Al dunque, il problema non è tanto quello del rientro, ma il timore, il dubbio, troppo spesso la certezza, della porta chiusa alle proprie spalle, della mancanza di una scelta: «Sapere che se si vuol tornare non si può, o che negli atenei italiani al massimo puoi trovare incarichi a termine», sintetizza la messinese Simona Milio, 31 anni, dal 2000 alla prestigiosa London School of economics, come ricercatrice in materia di autonomie regionali nell’istituto in cui di recente è andato a parlare Napolitano.

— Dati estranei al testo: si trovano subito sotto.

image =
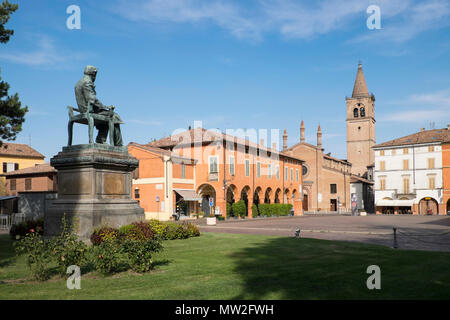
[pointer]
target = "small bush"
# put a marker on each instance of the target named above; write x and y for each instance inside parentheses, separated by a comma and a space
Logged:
(176, 231)
(158, 228)
(255, 211)
(191, 229)
(104, 234)
(107, 257)
(239, 208)
(139, 253)
(67, 249)
(140, 231)
(38, 254)
(19, 230)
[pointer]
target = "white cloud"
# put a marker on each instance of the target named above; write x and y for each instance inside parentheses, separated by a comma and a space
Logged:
(402, 20)
(433, 107)
(222, 13)
(46, 54)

«Un ritorno di massa è impossibile - spiega Amendolia -. Ma dai dati in nostro possesso risulta che il sistema inglese giudica per il settanta per cento superiori come formazione i laureati italiani che approdano nel Regno Unito. Ne facciamo pochi insomma, ma molto buoni, soggetti ben preparati, che da noi non trovano prospettive e diventano risorse in regalo per altri paesi».

Che le cose possano cambiare, anzi che in parte lo siano già, e nuove leggi, almeno sulla carta, siano nate per agevolare il cosiddetto «rientro dei cervelli», gli italiani di Londra lo sanno, ma non ci credono molto. «Ogni tanto ricevo una mail, ma si capisce subito che si tratta di entrare in un reticolato burocratico, senza venirne a capo» sostiene Gnudi. C’è chi giura che l’ex ministro Moratti, in uno di questi appuntamenti con i ricercatori italiani all’estero, alla fine ammise di aver le mani legate dall’impenetrabile resistenza baronale del mondo accademico italiano», conclude la Marson.

Così il sottosegretario Luciano Modica, un matematico e tecnico di buona volontà inviato da Mussi a Londra come avamposto del ministero dell’Università, è avvertito: nella vecchia chiesa di Westminster lo attende la carica, inarrestabile, di ben settecento cervelli.